Romenesko: Oh sure. The dog drinking out of the toilet. My sister reminded me recently that when I was putting one together, my tooth fell out and blood splattered the page. And of course, I circled it and wrote 'Actual Tooth Blood' and wrote the story about it, hot off the press.

OJR: That's fantastic.

Romenesko: (Laughs.)

OJR: Your scope has broadened a bit. You get lots of news off the Web, but you also get a lot of news via e-mail and over the phone, right?

Romenesko: Yes. I'm always tempted to use it and sometimes I do. I got tips from three people this morning about David Kuhn. I got a nice tip from someone at the New York Times when Robert McG. Thomas died, the obit writer who I thought was just great, so I was able to put that up. I appreciate tips.

OJR: Journalists love to gossip, don't they?

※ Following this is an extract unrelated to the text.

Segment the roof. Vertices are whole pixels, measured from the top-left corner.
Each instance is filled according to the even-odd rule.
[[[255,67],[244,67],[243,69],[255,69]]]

Romenesko: Oh yeah. When I was doing my "Pressroom Confidential" column in Milwaukee Magazine column, I always got envelopes with no return addresses. I got calls from people disguising their voices. Even to this day, people call or send e-mails and every paragraph is prefaced with, "Off the record."

OJR: Real cloak-and-dagger stuff.

Romenesko: That's the nature of the business. That's why we go into journalism. It's the fine line between gossip and news. That's why people become reporters. They're inquisitive and their inquisitiveness doesn't stop at some line that divides gossip and news. I posted a link to a story the other day about a sports reporter for the Idaho Statesman who killed himself. It was really a nice profile of the guy. And the story generically said, "He grappled with some problems." Of course, right away people were like, "What were the problems?" And of course I wondered the same thing.

OJR: You gets lots of e-mails from reporters seeking links to their stories?

Romenesko: Yeah, there are people who are very regular. Every time they have something published they'll e-mail me and let me know. Every once in a while some of them e-mail me and say, "Why didn't you link?" That's the thing I hate. I hate to have to explain, you know, why their story didn't make it. Then there's one guy who, if I don't link to him, sends a reminder, like he has to be linked.

OJR: So begging doesn't help?

Romenesko: I can't put up sympathy links.

OJR: Damn.

Romenesko: I do hear people say, "Your link brought thousands of people to our site." I like to hear that. One of the things I like is sending people to good stories and bringing traffic to sites that deserve it.

OJR: You've got a busy pager. Are you the sort of guy who can't go long without checking your messages?

Romenesko: Oh yeah, it drives me crazy. I know I'm missing an e-mail from someone telling me I spelled a word wrong. That drives me nuts.

OJR: Last question: Each day you come down here to the coffee shop and read several papers, including the Wall Street Journal, and look for news about the media. Today, the Journal has a short piece about your MediaNews site. What's that like, to cover media news and then find that, as your own site has grown, you yourself have become the subject of media news?

Romenesko: I hadn't thought about it. It's kind of funny. When the New York Times ran the piece about the site last August it was nice. But I thought, I should be more excited about this. I covered the Jeffrey Dahmer trial. I remember walking to the courthouse thinking, I should be more excited to be covering this trial. Maybe it's because I've been in journalism for 23 years. I don't know. It's nice to get the publicity.